International career
- Years: Team / Apps / (Points)
- Scotland U16
- 2022–23: Scotland U20 / 14 / (0)

= Duncan Munn =

Scottish rugby union player (born 2003)

Duncan Munn (born 28 May 2003) is a Scottish rugby union player who plays for Glasgow Warriors at the Centre or Wing position.

==Rugby Union career==

===Amateur career===

Duncan, from Alexandria, played with local club Loch Lomond from the age of 5, before moving on to West of Scotland and Cartha Queens Park.

===Professional career===

He played with the Boroughmuir Bears in the Super 6 tournament in 2021.

After impressing with the Bears, Munn joined Glasgow Warriors in 2022, initially with the Scottish Rugby Academy, before graduating from the academy with a permanent partnership deal with the Glasgow Warriors and Boroughmuir Bears in 2023.

He played for Glasgow Warriors 'A' side against the Super 6 sides Ayrshire Bulls and Boroughmuir Bears in the 2022–23 season in April 2023.

He played in the pre-season matches for Glasgow Warriors against Ulster and Zebre in the 2023–24 season.

He played for Glasgow Warriors 'A' side against Edinburgh 'A' in November 2023, scoring a try in that match.

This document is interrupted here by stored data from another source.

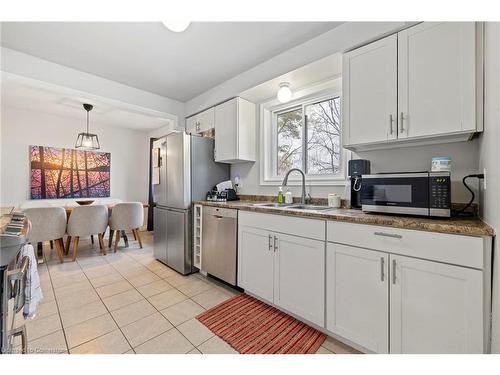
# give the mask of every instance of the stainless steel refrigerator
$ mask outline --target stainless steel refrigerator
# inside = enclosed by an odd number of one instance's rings
[[[193,272],[191,203],[229,179],[229,165],[214,161],[214,140],[171,133],[161,142],[160,183],[154,185],[154,254],[186,275]]]

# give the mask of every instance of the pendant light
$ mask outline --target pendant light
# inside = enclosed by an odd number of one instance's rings
[[[92,104],[83,105],[83,109],[87,111],[87,131],[78,134],[75,148],[82,148],[86,150],[99,150],[101,148],[97,134],[89,133],[89,112],[92,111],[92,108],[94,108]]]

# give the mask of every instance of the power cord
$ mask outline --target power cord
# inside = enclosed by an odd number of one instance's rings
[[[474,216],[473,212],[466,212],[466,210],[470,206],[472,206],[472,203],[474,202],[474,199],[476,198],[476,195],[474,194],[474,191],[472,191],[472,189],[469,187],[469,185],[467,185],[466,180],[468,178],[477,178],[479,180],[482,180],[482,179],[484,179],[484,174],[483,173],[469,174],[469,175],[465,176],[464,178],[462,178],[462,183],[464,184],[464,186],[466,187],[466,189],[470,191],[472,197],[471,197],[469,203],[467,203],[460,210],[453,211],[454,216],[466,216],[466,217],[472,217],[472,216]]]

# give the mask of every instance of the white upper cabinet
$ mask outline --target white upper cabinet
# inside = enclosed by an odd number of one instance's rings
[[[213,129],[215,126],[215,109],[209,108],[186,119],[186,132],[199,134]]]
[[[391,353],[484,353],[480,270],[391,260]]]
[[[424,22],[344,54],[344,147],[463,141],[482,131],[483,26]]]
[[[345,145],[397,137],[396,35],[344,55],[342,95]]]
[[[255,104],[234,98],[215,106],[215,161],[255,161]]]
[[[476,130],[475,28],[425,22],[398,33],[398,137]]]

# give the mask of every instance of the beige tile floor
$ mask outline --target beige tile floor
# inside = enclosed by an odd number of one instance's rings
[[[69,255],[63,264],[44,248],[44,299],[27,322],[30,353],[236,353],[195,316],[237,292],[178,274],[154,259],[152,235],[143,238],[143,249],[130,241],[106,256],[97,241],[82,240],[77,261]],[[329,337],[317,353],[353,352]]]

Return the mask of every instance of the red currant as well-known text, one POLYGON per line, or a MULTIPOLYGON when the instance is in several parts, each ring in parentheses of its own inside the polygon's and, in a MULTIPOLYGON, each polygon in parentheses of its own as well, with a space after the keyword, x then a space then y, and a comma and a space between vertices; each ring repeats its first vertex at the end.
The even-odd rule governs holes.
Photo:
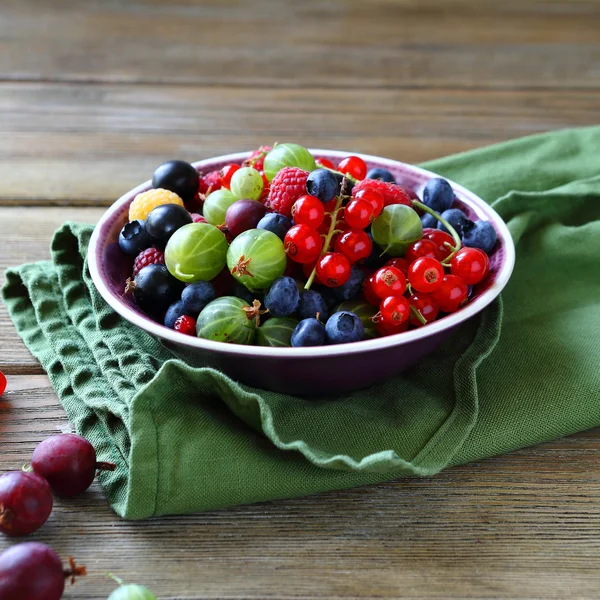
POLYGON ((308 225, 317 229, 325 218, 323 203, 316 196, 300 196, 292 206, 292 218, 296 225, 308 225))
MULTIPOLYGON (((427 323, 435 321, 440 312, 438 303, 429 294, 413 294, 408 298, 408 303, 421 313, 421 316, 427 323)), ((423 323, 421 323, 421 321, 413 314, 410 315, 409 321, 411 325, 414 325, 415 327, 421 327, 423 325, 423 323)))
MULTIPOLYGON (((302 265, 302 272, 304 273, 304 277, 306 279, 308 279, 312 272, 313 269, 317 266, 317 261, 313 261, 313 262, 309 262, 309 263, 305 263, 302 265)), ((319 274, 316 273, 315 274, 315 283, 323 283, 320 279, 319 279, 319 274)))
POLYGON ((381 300, 388 296, 402 296, 406 290, 406 277, 396 267, 382 267, 373 275, 373 291, 381 300))
POLYGON ((342 233, 333 245, 336 252, 341 252, 351 263, 368 258, 373 250, 373 241, 361 229, 352 229, 342 233))
POLYGON ((444 267, 439 260, 424 256, 408 268, 408 282, 417 292, 433 292, 444 278, 444 267))
POLYGON ((451 313, 464 306, 469 299, 465 282, 456 275, 446 275, 442 283, 431 292, 442 312, 451 313))
POLYGON ((379 319, 375 322, 375 328, 381 337, 385 337, 406 331, 408 329, 408 321, 404 321, 403 323, 394 323, 390 321, 384 321, 381 317, 379 317, 379 319))
POLYGON ((351 200, 344 209, 344 221, 353 229, 364 229, 374 219, 373 205, 364 198, 351 200))
POLYGON ((0 371, 0 396, 4 394, 4 390, 6 389, 6 377, 2 371, 0 371))
POLYGON ((283 246, 287 255, 296 262, 309 263, 317 260, 323 248, 319 232, 308 225, 294 225, 285 234, 283 246))
POLYGON ((340 287, 350 279, 350 261, 339 252, 328 252, 317 261, 317 277, 327 287, 340 287))
POLYGON ((442 231, 441 229, 430 229, 429 227, 423 229, 423 239, 430 240, 438 247, 438 260, 444 260, 448 257, 448 255, 452 252, 452 248, 454 247, 454 238, 447 233, 446 231, 442 231), (450 244, 449 247, 446 244, 450 244))
POLYGON ((324 169, 335 169, 335 165, 328 158, 315 158, 315 162, 324 169))
POLYGON ((230 165, 225 165, 221 169, 221 187, 229 189, 231 185, 231 178, 233 174, 240 168, 240 165, 234 165, 233 163, 230 165))
POLYGON ((356 200, 358 200, 359 198, 364 198, 365 200, 368 200, 371 203, 371 206, 373 207, 373 215, 375 216, 375 218, 377 218, 381 214, 381 211, 383 210, 383 206, 385 204, 383 200, 383 194, 372 188, 364 188, 362 190, 359 190, 358 192, 356 192, 356 196, 354 196, 354 198, 356 200))
POLYGON ((404 275, 408 275, 408 267, 410 267, 410 263, 405 258, 391 258, 385 263, 386 267, 396 267, 404 273, 404 275))
POLYGON ((186 335, 196 335, 196 320, 188 315, 182 315, 175 321, 174 329, 186 335))
POLYGON ((382 321, 401 325, 410 317, 410 304, 404 296, 388 296, 379 305, 382 321))
POLYGON ((430 258, 440 258, 439 248, 435 242, 431 240, 417 240, 412 244, 409 244, 404 253, 404 258, 410 263, 415 262, 417 258, 429 256, 430 258))
POLYGON ((362 180, 367 176, 367 165, 358 156, 347 156, 338 165, 338 171, 344 175, 350 175, 354 179, 362 180))
POLYGON ((490 270, 488 255, 479 248, 462 248, 450 261, 452 275, 460 277, 467 285, 479 283, 490 270))
POLYGON ((379 306, 381 298, 375 293, 375 290, 373 290, 374 280, 375 278, 373 275, 365 279, 363 284, 363 294, 365 295, 365 300, 369 304, 372 304, 373 306, 379 306))

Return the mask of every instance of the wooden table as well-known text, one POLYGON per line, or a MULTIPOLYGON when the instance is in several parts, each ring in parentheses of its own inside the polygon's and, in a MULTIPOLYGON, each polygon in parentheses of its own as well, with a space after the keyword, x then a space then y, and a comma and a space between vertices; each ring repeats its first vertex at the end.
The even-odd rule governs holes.
MULTIPOLYGON (((596 0, 3 0, 0 267, 163 160, 273 141, 417 162, 600 121, 596 0)), ((3 275, 0 275, 3 280, 3 275)), ((66 418, 0 307, 0 470, 66 418)), ((34 539, 160 598, 598 598, 600 430, 423 480, 34 539)), ((0 540, 0 550, 9 546, 0 540)))

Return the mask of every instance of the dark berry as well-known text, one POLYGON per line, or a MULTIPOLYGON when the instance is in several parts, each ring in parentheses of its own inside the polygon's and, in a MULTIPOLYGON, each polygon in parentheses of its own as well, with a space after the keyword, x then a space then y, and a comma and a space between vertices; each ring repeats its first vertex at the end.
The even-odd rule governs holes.
POLYGON ((273 317, 288 317, 300 302, 300 292, 291 277, 278 277, 265 296, 265 306, 273 317))
POLYGON ((267 207, 258 200, 238 200, 225 213, 225 225, 233 237, 248 229, 255 229, 265 216, 267 207))
POLYGON ((351 196, 352 191, 354 190, 354 183, 352 183, 349 179, 344 177, 342 173, 334 173, 334 175, 338 182, 338 189, 336 195, 341 194, 343 192, 344 195, 351 196), (344 183, 344 181, 346 182, 346 184, 344 186, 344 189, 342 190, 342 184, 344 183))
POLYGON ((417 292, 433 292, 444 278, 442 263, 428 256, 417 258, 408 268, 408 282, 417 292))
POLYGON ((354 179, 364 179, 367 175, 367 165, 365 161, 358 156, 347 156, 342 159, 337 170, 345 175, 350 175, 354 179))
POLYGON ((300 294, 297 310, 300 319, 315 318, 318 314, 319 320, 324 323, 329 317, 327 303, 323 296, 315 290, 305 290, 300 294))
POLYGON ((295 262, 305 264, 319 258, 323 240, 316 229, 308 225, 294 225, 285 234, 283 244, 289 258, 295 262))
POLYGON ((135 277, 148 265, 164 265, 165 253, 156 248, 146 248, 140 252, 133 261, 133 276, 135 277))
POLYGON ((329 317, 325 332, 328 344, 347 344, 362 340, 365 327, 354 313, 342 310, 329 317))
POLYGON ((340 189, 340 183, 335 173, 327 169, 316 169, 306 180, 306 191, 316 196, 321 202, 333 200, 340 189))
POLYGON ((494 249, 497 238, 494 226, 488 221, 477 221, 462 233, 462 241, 465 246, 479 248, 487 254, 494 249))
MULTIPOLYGON (((318 292, 321 295, 321 298, 323 298, 323 300, 325 300, 325 304, 328 310, 327 315, 329 316, 333 312, 335 307, 340 303, 335 294, 334 289, 327 287, 326 285, 315 285, 313 289, 315 292, 318 292)), ((325 323, 325 319, 321 319, 321 321, 325 323)))
POLYGON ((285 238, 285 234, 292 227, 292 220, 279 213, 267 213, 256 225, 257 229, 266 229, 272 231, 281 240, 285 238))
POLYGON ((150 211, 146 219, 146 231, 152 243, 165 249, 171 236, 184 225, 193 223, 190 213, 178 204, 162 204, 150 211))
POLYGON ((317 278, 327 287, 335 288, 350 279, 352 266, 341 252, 327 252, 317 261, 317 278))
POLYGON ((365 272, 359 267, 352 265, 350 279, 348 279, 344 285, 332 288, 332 291, 339 302, 353 300, 360 294, 364 280, 365 272))
POLYGON ((0 554, 0 598, 2 600, 60 600, 65 579, 85 575, 73 559, 63 569, 56 552, 45 544, 17 544, 0 554))
POLYGON ((2 371, 0 371, 0 396, 4 394, 4 390, 6 389, 6 375, 2 371))
POLYGON ((0 532, 8 536, 37 531, 52 512, 50 485, 36 473, 11 471, 0 477, 0 532))
POLYGON ((373 242, 371 233, 367 235, 371 238, 371 254, 369 254, 362 264, 368 269, 378 269, 385 264, 387 258, 381 255, 381 248, 373 242))
POLYGON ((115 468, 112 463, 96 462, 92 444, 73 433, 54 435, 41 442, 33 453, 31 466, 59 496, 77 496, 92 485, 96 471, 115 468))
POLYGON ((240 283, 237 279, 231 285, 231 296, 236 296, 236 298, 241 298, 245 300, 248 304, 252 304, 254 299, 256 298, 256 293, 251 292, 243 283, 240 283))
POLYGON ((180 298, 183 283, 175 279, 165 265, 148 265, 128 282, 125 291, 133 292, 137 305, 157 317, 180 298))
POLYGON ((292 333, 292 346, 322 346, 325 343, 325 326, 317 319, 303 319, 292 333))
POLYGON ((454 190, 452 186, 441 177, 430 179, 423 190, 423 204, 443 213, 448 210, 454 202, 454 190))
POLYGON ((374 167, 367 171, 365 179, 380 179, 388 183, 396 183, 395 177, 387 170, 381 167, 374 167))
POLYGON ((191 283, 181 293, 184 304, 183 314, 197 318, 202 309, 217 297, 215 288, 208 281, 191 283))
POLYGON ((433 215, 430 215, 429 213, 425 213, 421 217, 421 223, 423 223, 423 229, 425 229, 426 227, 431 227, 433 229, 433 228, 437 227, 437 224, 439 223, 439 221, 433 215))
POLYGON ((129 256, 137 256, 152 245, 144 221, 129 221, 119 233, 119 248, 129 256))
POLYGON ((480 248, 461 248, 450 262, 452 275, 467 285, 479 283, 490 270, 488 255, 480 248))
POLYGON ((456 275, 446 275, 442 283, 431 293, 442 312, 451 313, 464 306, 469 299, 465 282, 456 275))
POLYGON ((177 321, 177 319, 179 319, 179 317, 182 317, 183 315, 193 316, 192 314, 188 315, 188 311, 186 310, 185 304, 182 300, 177 300, 176 302, 173 302, 173 304, 169 306, 167 312, 165 313, 165 327, 168 327, 169 329, 175 329, 175 321, 177 321))
MULTIPOLYGON (((458 235, 460 235, 460 236, 462 236, 462 234, 467 229, 469 229, 473 226, 473 221, 470 221, 468 219, 467 215, 465 215, 465 213, 458 208, 451 208, 450 210, 445 210, 442 213, 442 218, 444 218, 446 221, 448 221, 448 223, 452 227, 454 227, 454 229, 456 230, 456 233, 458 233, 458 235)), ((441 221, 438 222, 437 228, 441 229, 442 231, 446 231, 447 233, 450 233, 444 227, 444 225, 442 225, 441 221)))
POLYGON ((196 335, 196 319, 188 315, 182 315, 175 321, 173 329, 185 335, 196 335))
POLYGON ((170 160, 160 165, 152 176, 152 187, 175 192, 184 202, 189 202, 198 193, 200 175, 183 160, 170 160))

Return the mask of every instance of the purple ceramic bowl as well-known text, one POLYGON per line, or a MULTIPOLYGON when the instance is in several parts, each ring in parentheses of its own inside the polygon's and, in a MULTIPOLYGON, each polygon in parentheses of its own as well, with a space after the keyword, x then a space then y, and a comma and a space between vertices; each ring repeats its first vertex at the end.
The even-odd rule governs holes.
MULTIPOLYGON (((336 164, 347 152, 311 150, 315 157, 328 158, 336 164)), ((250 153, 229 154, 194 163, 200 171, 220 169, 228 163, 241 163, 250 153)), ((434 173, 376 156, 358 155, 368 167, 384 167, 400 185, 419 196, 434 173)), ((237 346, 183 335, 144 315, 123 297, 125 280, 131 272, 131 260, 118 247, 119 232, 127 222, 129 204, 140 192, 151 188, 147 181, 119 198, 102 216, 89 246, 92 279, 108 304, 124 319, 160 338, 184 360, 196 366, 211 366, 232 378, 250 385, 297 395, 347 392, 367 387, 397 375, 427 356, 461 323, 483 310, 508 282, 515 261, 515 248, 510 233, 483 200, 460 185, 454 188, 454 206, 464 210, 473 220, 486 220, 498 233, 498 243, 490 256, 490 274, 477 286, 467 306, 434 323, 374 340, 321 346, 314 348, 266 348, 237 346)))

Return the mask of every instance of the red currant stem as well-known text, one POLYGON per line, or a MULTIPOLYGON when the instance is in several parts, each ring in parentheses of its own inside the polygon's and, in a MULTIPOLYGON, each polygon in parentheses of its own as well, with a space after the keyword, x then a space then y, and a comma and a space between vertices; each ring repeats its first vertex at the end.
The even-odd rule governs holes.
POLYGON ((73 557, 69 556, 69 568, 64 569, 63 573, 65 575, 65 579, 69 579, 69 577, 71 578, 71 585, 73 585, 75 583, 75 577, 83 577, 84 575, 87 575, 87 569, 85 566, 78 567, 75 564, 73 557))
POLYGON ((96 471, 114 471, 117 468, 115 463, 109 462, 97 462, 96 463, 96 471))
MULTIPOLYGON (((321 258, 321 256, 323 256, 324 254, 327 254, 327 252, 329 250, 329 244, 331 244, 331 238, 333 237, 333 234, 335 233, 335 226, 337 225, 337 216, 338 216, 338 212, 339 212, 340 208, 342 208, 343 200, 344 200, 344 196, 342 196, 340 194, 337 197, 337 200, 335 202, 335 208, 333 209, 333 212, 331 213, 331 224, 329 225, 329 231, 327 232, 327 236, 325 237, 325 241, 323 242, 323 249, 321 250, 321 254, 319 254, 319 258, 321 258)), ((317 259, 317 262, 319 262, 319 259, 317 259)), ((315 281, 316 276, 317 276, 317 266, 315 265, 310 274, 310 277, 308 278, 308 281, 306 282, 306 285, 304 286, 305 290, 310 290, 310 286, 315 281)))
POLYGON ((21 471, 24 471, 25 473, 32 473, 33 472, 33 467, 28 464, 25 463, 22 467, 21 467, 21 471))
POLYGON ((124 585, 123 584, 123 580, 120 577, 117 577, 116 575, 113 575, 109 571, 106 571, 106 576, 110 577, 113 581, 116 581, 119 585, 124 585))
POLYGON ((14 518, 14 513, 10 508, 4 508, 0 505, 0 525, 4 527, 8 527, 11 524, 11 521, 14 518))
POLYGON ((421 311, 416 309, 412 304, 410 305, 410 312, 419 320, 421 325, 427 325, 427 319, 421 314, 421 311))
POLYGON ((325 169, 326 171, 331 171, 336 175, 343 175, 346 179, 349 179, 352 183, 357 184, 359 182, 358 179, 352 177, 352 175, 348 175, 348 173, 342 173, 341 171, 336 171, 335 169, 330 169, 329 167, 324 167, 323 165, 317 165, 318 169, 325 169))
POLYGON ((425 204, 423 204, 422 202, 419 202, 418 200, 413 200, 412 205, 416 206, 417 208, 420 208, 422 211, 430 214, 432 217, 435 217, 450 232, 450 235, 452 235, 452 238, 454 239, 454 242, 456 245, 454 247, 451 246, 453 248, 452 252, 443 261, 441 261, 445 267, 450 266, 450 261, 452 260, 452 257, 462 247, 462 244, 460 242, 460 236, 458 235, 458 233, 456 233, 456 230, 454 229, 454 227, 452 227, 452 225, 450 225, 450 223, 448 223, 448 221, 446 221, 446 219, 444 219, 444 217, 442 217, 440 214, 436 213, 435 210, 429 208, 429 206, 426 206, 425 204))

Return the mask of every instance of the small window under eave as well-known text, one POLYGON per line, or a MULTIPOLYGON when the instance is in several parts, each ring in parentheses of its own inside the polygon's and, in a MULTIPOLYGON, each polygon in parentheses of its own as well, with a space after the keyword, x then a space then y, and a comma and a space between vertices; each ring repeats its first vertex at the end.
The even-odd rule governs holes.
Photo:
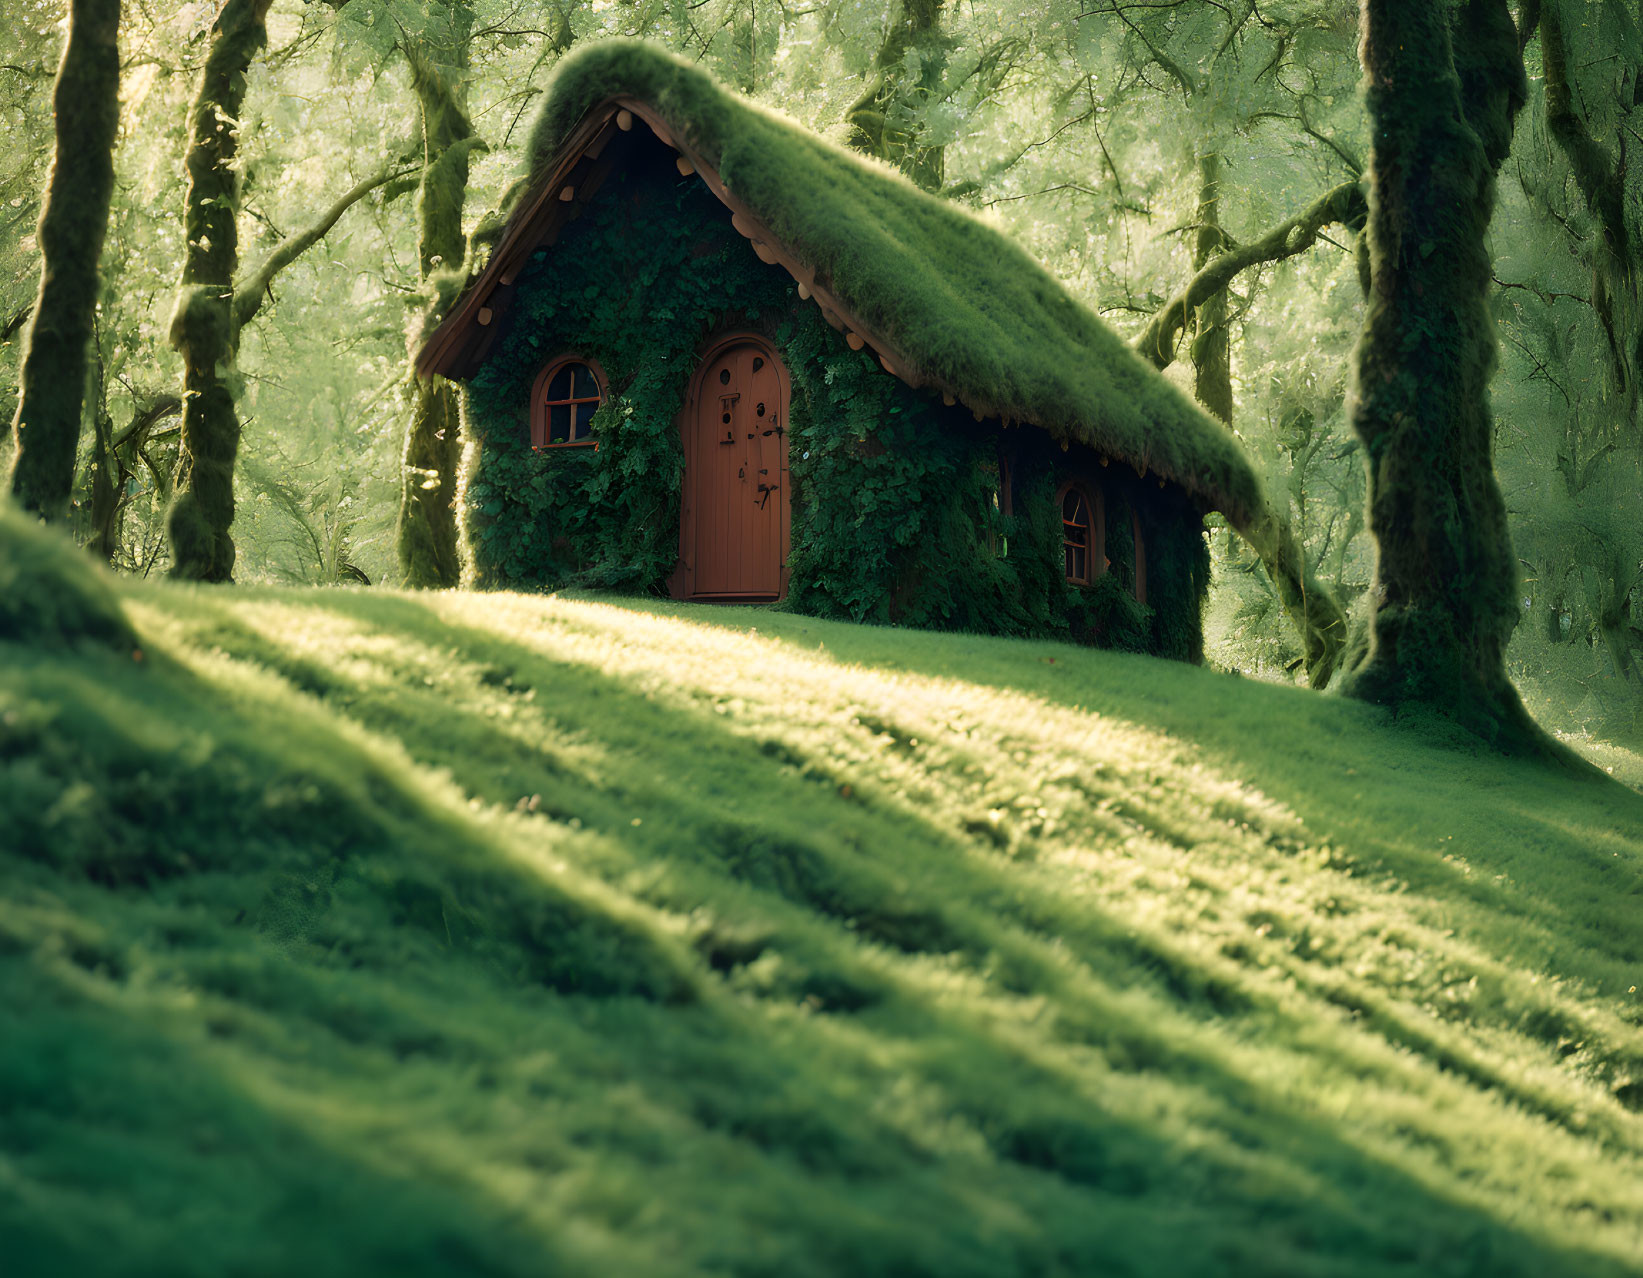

He then made his competitive debut for the Warriors against Cardiff Rugby on 22 March 2024 in the United Rugby Championship in a hard-fought win which took the Warriors joint top of the URC league. He became Glasgow Warrior No. 360. He signed a pro deal with the club on 17 April 2025.

===International career===

Munn came through the age grades for Scotland playing at Under 16 and Under 20s.

Munn co-captained the Scotland U20 in the 2023 Six Nations tournament.

== Personal life ==
Munn grew up in Alexandria, West Dunbartonshire and attended Vale of Leven Academy and Kelvinside Academy. He was a boyhood Glasgow Warriors supporter.